🤖 AI Summary
Joint optimization of robot morphology and control policies has long been constrained by fixed reward functions, leading to suboptimal convergence and limited emergence of morphology-adapted diverse locomotion behaviors. This paper introduces the first large language model (LLM)-driven morphology–reward co-optimization framework, eliminating task-specific prompts and predefined templates. It achieves end-to-end joint optimization via a two-stage mechanism: (i) LLM-based generation of high-diversity, high-quality morphology–reward pairs; and (ii) gradient-guided alternating fine-tuning. The method integrates LLM reasoning, reward shaping, parametric morphological modeling, and differentiable optimization. Evaluated on eight canonical locomotion tasks, our framework consistently outperforms human-designed solutions and state-of-the-art methods, autonomously synthesizing high-performance morphologies alongside their dedicated control policies.
📝 Abstract
Robot co-design, jointly optimizing morphology and control policy, remains a longstanding challenge in the robotics community, where many promising robots have been developed. However, a key limitation lies in its tendency to converge to sub-optimal designs due to the use of fixed reward functions, which fail to explore the diverse motion modes suitable for different morphologies.

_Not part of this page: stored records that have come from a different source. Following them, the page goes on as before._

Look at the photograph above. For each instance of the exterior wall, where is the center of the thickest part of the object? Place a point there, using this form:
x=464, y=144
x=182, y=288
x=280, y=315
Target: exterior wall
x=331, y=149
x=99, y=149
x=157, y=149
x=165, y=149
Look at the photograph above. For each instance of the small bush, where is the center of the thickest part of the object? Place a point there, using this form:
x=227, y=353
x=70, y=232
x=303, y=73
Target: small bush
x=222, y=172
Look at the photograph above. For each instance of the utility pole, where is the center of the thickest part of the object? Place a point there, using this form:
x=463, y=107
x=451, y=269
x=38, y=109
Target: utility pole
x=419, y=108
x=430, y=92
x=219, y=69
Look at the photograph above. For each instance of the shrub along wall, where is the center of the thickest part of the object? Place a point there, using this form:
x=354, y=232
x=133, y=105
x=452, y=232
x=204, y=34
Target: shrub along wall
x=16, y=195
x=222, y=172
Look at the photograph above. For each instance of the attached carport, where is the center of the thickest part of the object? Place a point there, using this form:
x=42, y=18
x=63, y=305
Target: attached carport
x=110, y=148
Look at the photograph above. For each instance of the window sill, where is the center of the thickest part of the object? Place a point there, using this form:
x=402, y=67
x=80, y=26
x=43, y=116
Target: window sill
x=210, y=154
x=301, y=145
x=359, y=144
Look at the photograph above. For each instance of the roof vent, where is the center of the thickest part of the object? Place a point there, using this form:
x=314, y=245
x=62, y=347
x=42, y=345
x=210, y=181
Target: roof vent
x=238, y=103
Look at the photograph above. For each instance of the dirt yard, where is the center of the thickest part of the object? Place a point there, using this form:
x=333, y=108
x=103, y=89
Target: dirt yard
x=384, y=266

Here we propose RoboMoRe, a large language model (LLM)-driven framework that integrates morphology and reward shaping for co-optimization within the robot co-design loop. RoboMoRe performs a dual-stage optimization: in the coarse optimization stage, an LLM-based diversity reflection mechanism generates both diverse and high-quality morphology-reward pairs and efficiently explores their distribution. In the fine optimization stage, top candidates are iteratively refined through alternating LLM-guided reward and morphology gradient updates. RoboMoRe can optimize both efficient robot morphologies and their suited motion behaviors through reward shaping. Results demonstrate that without any task-specific prompting or predefined reward/morphology templates, RoboMoRe significantly outperforms human-engineered designs and competing methods across eight different tasks.